Transferências ‘normais’ caem pela primeira vez desde 1999. Culpa é das imediatas
Portugueses estão a mudar a forma como pagam. As transferências imediatas dispararam mais de 1600% no ano passado, levando as transferências 'normais' a caírem pela primeira vez em 26 anos.
As transferências bancárias normais — conhecidas tecnicamente por transferências a crédito — caíram no ano passado pela primeira vez desde 1999. Um decréscimo que se deveu à rápida disseminação das transferências imediatas, que demoram menos de dez segundos até chegar ao destinatário e começam a fazer cada vez mais parte do dia-a-dia dos portugueses.
Os dados do Banco de Portugal mostram que a utilização de transferências imediatas aumentou 1623,6% em quantidade e quase 400% em montante no ano passado. Foram realizadas 322,8 milhões de transações deste tipo, no valor global de 140,9 mil milhões, segundo o Relatório do Sistema de Pagamentos de 2025, divulgado esta quinta-feira.
O supervisor, que é a entidade responsável pelo bom funcionamento dos sistemas de pagamentos, explica que a subida expressiva das transferências imediatas se deveu não só ao impulso dado pela regulação europeia (que, por exemplo, veio nivelar o custo destas operações ao das transferências normais), mas também por outras iniciativas nacionais, como a introdução dos serviços da verificação do beneficiário e o SPIN e “a migração de transferências baseadas em cartão para operações assentes em transferências imediatas” – por exemplo, os pagamentos das compras que fazemos no supermercado através dos terminais passaram a ser transferências imediatas, uma evolução que passou despercebida ao consumidor comum.
Em fevereiro, na conferência New Money, realizada pelo ECO e pela sociedade de advogados Morais Leitão, o administrador do Banco de Portugal Luís Morais Sarmento já havia desvendado um pouco o véu em relação ao aumento expressivo das transferências imediatas em 2025, considerando, ainda assim, que “ainda estão longe do seu potencial”.
O administrador revelou que “ainda” não é possível utilizar transferências imediatas no pagamento dos impostos ou quando vamos a um supermercado ou loja. “Precisamos de desenvolver aspetos para a associar o pagamento ao bem ou serviço que está a ser adquirido. (…) Não são dificuldades de grande monta. Estamos a um passo disso. Já se fez noutros casos, iremos fazê-lo com facilidade nos próximos meses”, salientou na altura.

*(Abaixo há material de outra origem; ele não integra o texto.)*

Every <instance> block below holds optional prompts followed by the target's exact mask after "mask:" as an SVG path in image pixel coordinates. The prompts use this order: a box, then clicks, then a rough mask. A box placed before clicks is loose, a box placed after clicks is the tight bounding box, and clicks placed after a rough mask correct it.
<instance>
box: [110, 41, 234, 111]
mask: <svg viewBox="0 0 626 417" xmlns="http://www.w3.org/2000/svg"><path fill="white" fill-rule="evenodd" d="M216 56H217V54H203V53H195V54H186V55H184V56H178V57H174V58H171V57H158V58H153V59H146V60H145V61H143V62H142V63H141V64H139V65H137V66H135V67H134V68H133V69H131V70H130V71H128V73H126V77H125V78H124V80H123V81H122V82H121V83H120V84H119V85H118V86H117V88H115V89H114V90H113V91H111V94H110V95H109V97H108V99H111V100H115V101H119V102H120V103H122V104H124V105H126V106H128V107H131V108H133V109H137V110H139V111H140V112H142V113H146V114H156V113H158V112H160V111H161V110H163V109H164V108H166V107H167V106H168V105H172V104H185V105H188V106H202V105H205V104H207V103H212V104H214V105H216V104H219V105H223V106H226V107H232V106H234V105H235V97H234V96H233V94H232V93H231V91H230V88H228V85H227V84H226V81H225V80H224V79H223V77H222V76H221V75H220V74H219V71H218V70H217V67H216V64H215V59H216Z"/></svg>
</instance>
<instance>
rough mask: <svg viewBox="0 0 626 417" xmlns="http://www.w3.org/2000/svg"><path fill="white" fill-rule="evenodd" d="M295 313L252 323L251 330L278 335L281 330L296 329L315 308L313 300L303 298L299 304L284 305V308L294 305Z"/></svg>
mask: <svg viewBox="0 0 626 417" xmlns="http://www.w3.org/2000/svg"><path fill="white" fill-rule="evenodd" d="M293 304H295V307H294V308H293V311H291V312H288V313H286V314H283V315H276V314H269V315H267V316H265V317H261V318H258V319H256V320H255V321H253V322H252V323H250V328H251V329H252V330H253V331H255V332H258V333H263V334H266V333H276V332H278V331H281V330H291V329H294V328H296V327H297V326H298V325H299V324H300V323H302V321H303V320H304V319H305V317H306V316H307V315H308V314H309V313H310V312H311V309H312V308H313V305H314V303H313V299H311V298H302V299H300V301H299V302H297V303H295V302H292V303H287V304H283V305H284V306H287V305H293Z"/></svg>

Transferências a crédito caem pela primeira vez em 26 anos
Ainda assim, em consequência da maior utilização das transferências imediatas, as transferências a crédito – que podem demorar até três dias entre o envio e a receção do dinheiro – caíram pela primeira vez em 26 anos.
Foram realizadas 185,1 milhões de transações no ano passado, menos 17%. Ainda assim, através destas transferências, os portugueses movimentaram 411,1 mil milhões de euros, mantendo-se como o principal meio de pagamento eletrónico em termos de montantes.
“Esta evolução revela uma maior preferência pela utilização de transferências imediatas para transações de baixo valor, também evidente no valor médio por transação realizada com estes instrumentos: 2221,7 euros no caso das transferências a crédito (1991,8 euros em 2024) e 435,0 euros nas transferências imediatas (1505,7 euros em 2024)”, salienta o Banco de Portugal.
Já as operações baseadas em cartão subiram 5,4% em quantidade (mais de 4,4 mil milhões de transações no ano passado) e 9% em valor (227,6 mil milhões de euros). E os débitos diretos aumentaram 3,6% em quantidade, mas desceram em 1,7% em valor.
Pagamentos eletrónicos atingem 822 mil milhões de euros em 2025
Segundo o Banco de Portugal, em 2025, a utilização destes instrumentos de pagamento eletrónicos — débitos diretos, transferências a crédito, transferências imediatas e cartões – cresceu tanto em quantidade (de 4,7 mil milhões de transações em 2024 para 5,2 mil milhões em 2025) como em valor (724,8 mil milhões de euros para 821,9 mil milhões de euros).
Em média, cada habitante em Portugal realizou 412,4 pagamentos com cartões, 30,1 transferências imediatas, 23,4 débitos diretos, 17,2 transferências a crédito e 0,6 com cheques.
E gastou 38,2 mil euros com transferências a crédito, 21,2 mil euros com cartões, 13,1 mil euros com transferências imediatas, 5 mil euros com cheques e 3.900 euros com débitos diretos.